This is an article from the December 1982 issue: Transforming Mission Fields into Mission Bases

Local Chuch with a Big Vision

Local Chuch with a Big Vision

Chapel By The Sea focuses its outreach ministry on penetrating Hidden People Groups.

It's the last Sunday evening of the month, and for members of Chapel by the Sea in Oxnard, California, that means Frontier Fellowship time. Almost one hundred excited young Christians have gathered in the Chapel's large meeting room to worship the Lord and share their burden for the thousands of frontier people groups yet untouched by the gospel.

Up front, Kelly Green, a talented young musician, leads the group in several of the contemporary worship songs he has composed. All those songs tonight have missionary perspective because Kelly has been "converted to missions," as the young members of the church laughingly (and seriously) say.

He is not alone. Chapel by the Sea is a unique, exciting new congregation. Begun only nine years ago while its founder pastor was still a student at Fuller Theological Seminary, the church ministers to more than 500 people each Sunday morning. Even its building is unusual  a former restaurant at an important crossroads, modified only slightly.

But it is the two pastors who have made this congregation such a missions oriented group of people.

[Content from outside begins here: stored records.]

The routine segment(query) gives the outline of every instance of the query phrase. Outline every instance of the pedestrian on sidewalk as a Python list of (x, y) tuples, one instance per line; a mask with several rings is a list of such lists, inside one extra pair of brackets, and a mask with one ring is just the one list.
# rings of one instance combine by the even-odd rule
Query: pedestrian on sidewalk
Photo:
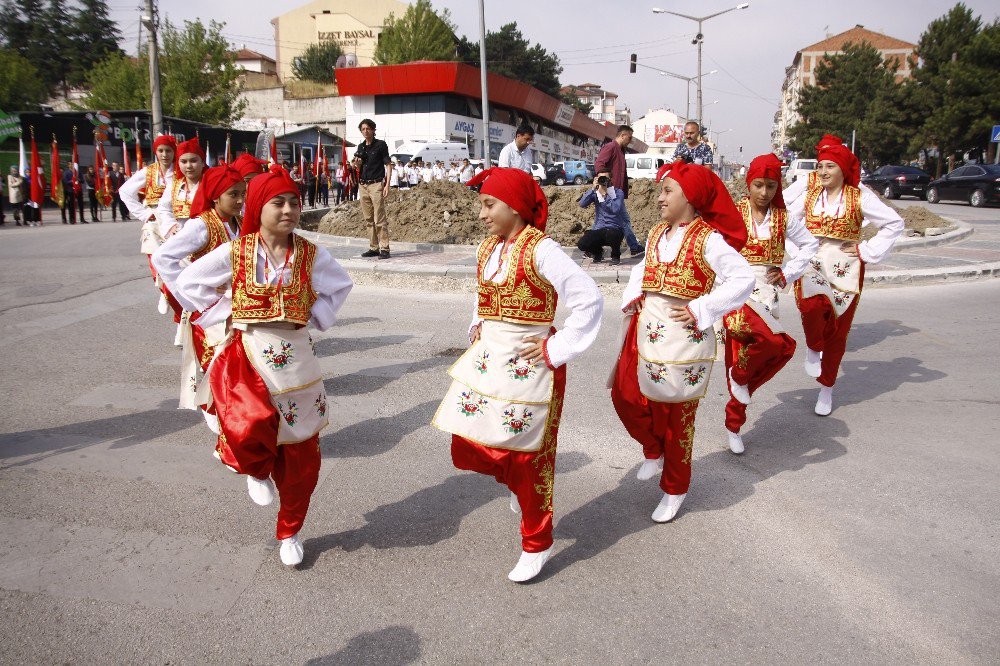
[[(451, 434), (458, 469), (494, 477), (521, 514), (516, 583), (539, 574), (552, 554), (552, 505), (566, 364), (597, 338), (604, 297), (594, 281), (545, 235), (548, 202), (531, 175), (495, 168), (482, 184), (477, 309), (471, 345), (433, 425)], [(558, 301), (572, 312), (553, 328)]]
[(795, 354), (795, 339), (778, 322), (778, 292), (799, 279), (819, 248), (803, 220), (785, 210), (781, 160), (774, 153), (755, 157), (745, 177), (749, 194), (736, 204), (747, 227), (747, 244), (740, 254), (756, 284), (743, 307), (722, 318), (730, 396), (726, 430), (733, 453), (744, 451), (740, 429), (751, 396)]
[(594, 176), (594, 186), (580, 197), (580, 208), (594, 206), (594, 226), (583, 232), (576, 246), (595, 264), (604, 261), (604, 248), (611, 248), (611, 265), (622, 261), (625, 237), (625, 199), (607, 176)]
[[(819, 238), (819, 250), (795, 282), (795, 302), (806, 335), (806, 374), (821, 385), (816, 414), (833, 411), (833, 386), (847, 350), (847, 336), (861, 299), (865, 266), (885, 259), (900, 234), (903, 218), (868, 188), (859, 187), (861, 165), (840, 137), (827, 134), (816, 146), (816, 174), (788, 202), (788, 214), (804, 220)], [(861, 227), (878, 229), (861, 240)]]
[(361, 188), (361, 212), (368, 225), (368, 251), (362, 257), (389, 258), (389, 218), (386, 214), (386, 198), (389, 196), (389, 175), (386, 167), (389, 160), (389, 146), (375, 138), (375, 121), (365, 118), (358, 125), (364, 141), (358, 144), (355, 159), (360, 160), (361, 170), (358, 183)]
[(622, 295), (627, 333), (611, 401), (642, 445), (636, 476), (659, 477), (663, 497), (652, 519), (665, 523), (691, 485), (695, 413), (716, 357), (715, 322), (746, 302), (754, 276), (739, 253), (746, 226), (718, 176), (675, 162), (657, 180), (661, 221)]
[[(604, 144), (601, 151), (597, 153), (594, 161), (594, 171), (598, 176), (607, 176), (611, 179), (611, 184), (621, 192), (622, 199), (628, 199), (628, 172), (625, 169), (625, 149), (632, 143), (632, 128), (628, 125), (618, 127), (618, 133), (613, 141)], [(633, 257), (640, 256), (643, 252), (642, 245), (632, 231), (632, 218), (629, 217), (628, 208), (622, 207), (625, 214), (625, 242), (628, 243), (629, 252)]]

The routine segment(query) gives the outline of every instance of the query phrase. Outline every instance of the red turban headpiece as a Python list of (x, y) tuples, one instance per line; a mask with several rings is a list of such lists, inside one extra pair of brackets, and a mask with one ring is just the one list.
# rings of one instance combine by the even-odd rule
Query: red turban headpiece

Steve Robbins, the young senior pastor, worked overseas with his wife until she became desperately ill with an unusual disease picked up in Africa.

Even so, he credits Rick Love, his energetic minister of outreach and missions, with the present high level of missions awareness. Love himself is en route to the mission field, with plans to leave the U.S this summer for work with overseas Muslims.

"Missions is crucial to the life and growth of our church," Robbins insists. "This is why we have so many programs pointed in that direction," Love adds. He begins to enumerate them.

"The Frontier Fellowship is our largest program. It's exciting to see our people march for the Hidden People each month at our Frontier Fellowship meeting." The congregation marches to the front of the auditorium, family by family, to present their loose change offerings for the month."We usually collect between $400 and $500 each month from the fifty or so who participate," Love explains. "But more important is the daily discipline of reading the prayer guide and praying as a family for the Hidden Peoples. You have to really think hard to keep God's perspective on the world, and the prayer guide really helps.

"Perhaps even more important, at least for our young adults, is the 'Understanding the World Christian Movement' class we have every Monday night. It's really an extension class of the Institute of International Studies course offered on the U. S. Center for World Mission campus in Pasadena. We have 50 students from our church and our area, and are able to bring up from Pasadena most of the professors they have there. It's really great'"

Just this fall Robbins and Love have solicited the assistance of a former USCWM staff couple, Larry and Debby Estepp, to help with missions training in their church, both in the Monday evening class and at the primary school level. During the daytime they share responsibility for teaching in the Christian school which the church runs. Classroom walls are decorated with maps and the classes are saturated with missions stories.

"We feel it is essential to start at this level if we want to raise up Christian leaders to evangelize the world," Estepp says. "I am really amazed at this place. I've never seen a church like it. It is fantastic."

"There is one more program we must tell you about," Love insists. This is a special project of his: Operation Hidden People, the Chapel's most ambitious program in missionary outreach. "Thisprogram gently leads our entire membership step by step into a new simpler lifestyle so that those who are called to stay home as mission senders will be able to support those from our body who are called to go to Hidden People groups.

"Just this past summer we sent our first couple to work with a frontier people group in Indonesia. Right now our pastor and several other staff members have just returned from a short term of service in South Africa, where they implemented some new ideas for establishing churches among specific people groups. We want a lot of our people to have this first hand experience, even if they never become professional missionaries."

What a church! Chapel by the Sea in Oxnard, a small, rather sleepy seacoast town, is about 75 miles north of Los Angeles. But God has blessed it, perhaps because it is so eager to be a blessing worldwide. Already the church is bursting at the seams, and the leaders are looking for a new site. Yet their more important goal is to send a hundred missionaries in the next ten years.

"That's going to take sacrifice. That's going to be radical. My vision, my drive, my role and my gifts are to see this church explode into a missionary movement," Love says. "I see great things happening."

With that kind of faith, that kind of program, that kind of obedience, how can they fail?